Le musée national de l'Histoire de l'immigration fête ses 10 ans. C’est Jacques Chirac qui avait souhaité, en 2002, mener à bien le projet d’un musée consacrée à l’histoire de l’immigration ?

Ce projet est né difficilement parce que son objet, l’histoire de l’immigration, est très sensible. Au départ, dans les années 1990, il  reposait sur une volonté portée par des historiens : la manière d’écrire dans la société française un récit historique faisant place à l’immigration au sein de l’histoire nationale. Des propositions de lieux de mémoires se sont cristallisées avec l’accession du Front national au deuxième tour de l’élection présidentielle de 2002. Elles se sont fédérées autour de la mission de préfiguration d’un Centre de ressources et de mémoires décidée par Jacques Chirac, qui venait d’être élu président de la République. Le magnifique Palais de la Porte Dorée, dans la 12e arrondissement de Paris, a été retenu comme lieu principal.

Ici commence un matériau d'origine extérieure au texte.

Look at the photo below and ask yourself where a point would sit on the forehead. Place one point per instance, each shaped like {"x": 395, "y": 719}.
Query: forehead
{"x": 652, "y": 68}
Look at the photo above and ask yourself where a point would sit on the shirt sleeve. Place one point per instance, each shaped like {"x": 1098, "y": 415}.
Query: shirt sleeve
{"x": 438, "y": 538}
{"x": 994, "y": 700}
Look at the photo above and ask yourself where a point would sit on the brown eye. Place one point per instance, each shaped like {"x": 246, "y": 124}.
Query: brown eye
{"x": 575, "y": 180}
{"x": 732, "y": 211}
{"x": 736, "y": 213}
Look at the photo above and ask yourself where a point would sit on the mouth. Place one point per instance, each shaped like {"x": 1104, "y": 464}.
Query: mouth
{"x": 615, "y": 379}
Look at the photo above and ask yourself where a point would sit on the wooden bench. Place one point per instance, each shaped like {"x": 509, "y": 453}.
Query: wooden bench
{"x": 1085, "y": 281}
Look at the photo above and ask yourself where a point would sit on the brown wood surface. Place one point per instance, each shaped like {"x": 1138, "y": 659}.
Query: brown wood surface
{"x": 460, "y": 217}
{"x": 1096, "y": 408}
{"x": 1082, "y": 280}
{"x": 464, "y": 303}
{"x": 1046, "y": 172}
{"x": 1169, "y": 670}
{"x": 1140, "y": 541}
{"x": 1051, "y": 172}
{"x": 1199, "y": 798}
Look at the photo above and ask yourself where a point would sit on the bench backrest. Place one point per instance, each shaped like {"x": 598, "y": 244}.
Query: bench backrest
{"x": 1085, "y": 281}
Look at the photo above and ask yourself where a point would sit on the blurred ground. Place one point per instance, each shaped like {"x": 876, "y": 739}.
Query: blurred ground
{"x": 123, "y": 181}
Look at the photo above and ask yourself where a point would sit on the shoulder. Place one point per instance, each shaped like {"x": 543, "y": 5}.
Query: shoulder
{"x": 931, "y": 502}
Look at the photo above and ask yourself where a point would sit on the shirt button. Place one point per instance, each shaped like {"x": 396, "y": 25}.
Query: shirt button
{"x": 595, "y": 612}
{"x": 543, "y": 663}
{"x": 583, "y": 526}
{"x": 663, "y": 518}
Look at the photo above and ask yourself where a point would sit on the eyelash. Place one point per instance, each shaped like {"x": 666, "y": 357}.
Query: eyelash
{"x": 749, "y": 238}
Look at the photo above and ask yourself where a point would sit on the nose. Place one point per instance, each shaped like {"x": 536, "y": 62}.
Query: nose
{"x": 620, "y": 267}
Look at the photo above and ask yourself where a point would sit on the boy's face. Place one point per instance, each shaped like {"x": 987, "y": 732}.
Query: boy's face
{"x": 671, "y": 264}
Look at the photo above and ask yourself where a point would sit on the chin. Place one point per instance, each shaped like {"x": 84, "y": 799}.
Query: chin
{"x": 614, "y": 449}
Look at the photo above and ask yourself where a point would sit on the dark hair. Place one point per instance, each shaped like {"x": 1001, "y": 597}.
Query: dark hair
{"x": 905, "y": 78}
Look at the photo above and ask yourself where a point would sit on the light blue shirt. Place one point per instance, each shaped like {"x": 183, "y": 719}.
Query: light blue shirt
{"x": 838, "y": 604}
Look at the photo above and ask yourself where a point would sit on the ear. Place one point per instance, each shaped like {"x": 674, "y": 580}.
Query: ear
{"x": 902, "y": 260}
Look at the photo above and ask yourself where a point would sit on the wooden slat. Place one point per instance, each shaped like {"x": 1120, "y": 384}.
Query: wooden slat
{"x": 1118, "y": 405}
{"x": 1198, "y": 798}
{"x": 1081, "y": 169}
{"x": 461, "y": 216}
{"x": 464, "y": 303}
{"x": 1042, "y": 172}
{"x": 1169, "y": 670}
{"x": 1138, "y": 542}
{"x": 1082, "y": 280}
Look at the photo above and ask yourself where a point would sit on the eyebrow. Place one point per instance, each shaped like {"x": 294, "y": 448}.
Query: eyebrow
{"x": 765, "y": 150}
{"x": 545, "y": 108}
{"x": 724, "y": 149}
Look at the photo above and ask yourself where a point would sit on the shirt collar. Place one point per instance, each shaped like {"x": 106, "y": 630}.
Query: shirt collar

Force est de constater que ce projet a très largement progressé depuis 10 ans. À mon arrivée en 2014 comme président du Comité d’orientation, mes principales préoccupations étaient de convaincre le président de la République de la nécessité d’une inauguration officielle – qui fut réalisée par François Hollande en décembre 2014 –, d’obtenir des rallonges budgétaires pour l’entretien du bâtiment – le budget du musée a été augmenté de 4 millions d’euros – de développer les activités dans toutes les disciplines artistiques et culturelles, et les débats citoyens. Aujourd’hui, le musée a acquis une visibilité dans les médias. Les expositions sont largement couvertes par la presse. Des thèses sur l’histoire de l’immigration et des films sont en préparation en partenariat avec le musée. Le Président Emmanuel Macron, qui m’a reconduit en août 2017 à la présidence de  cet établissement public, a fait parvenir un message, pour l’anniversaire des dix ans du Musée, disant qu’il fallait poursuivre cette entreprise nécessaire à la société française.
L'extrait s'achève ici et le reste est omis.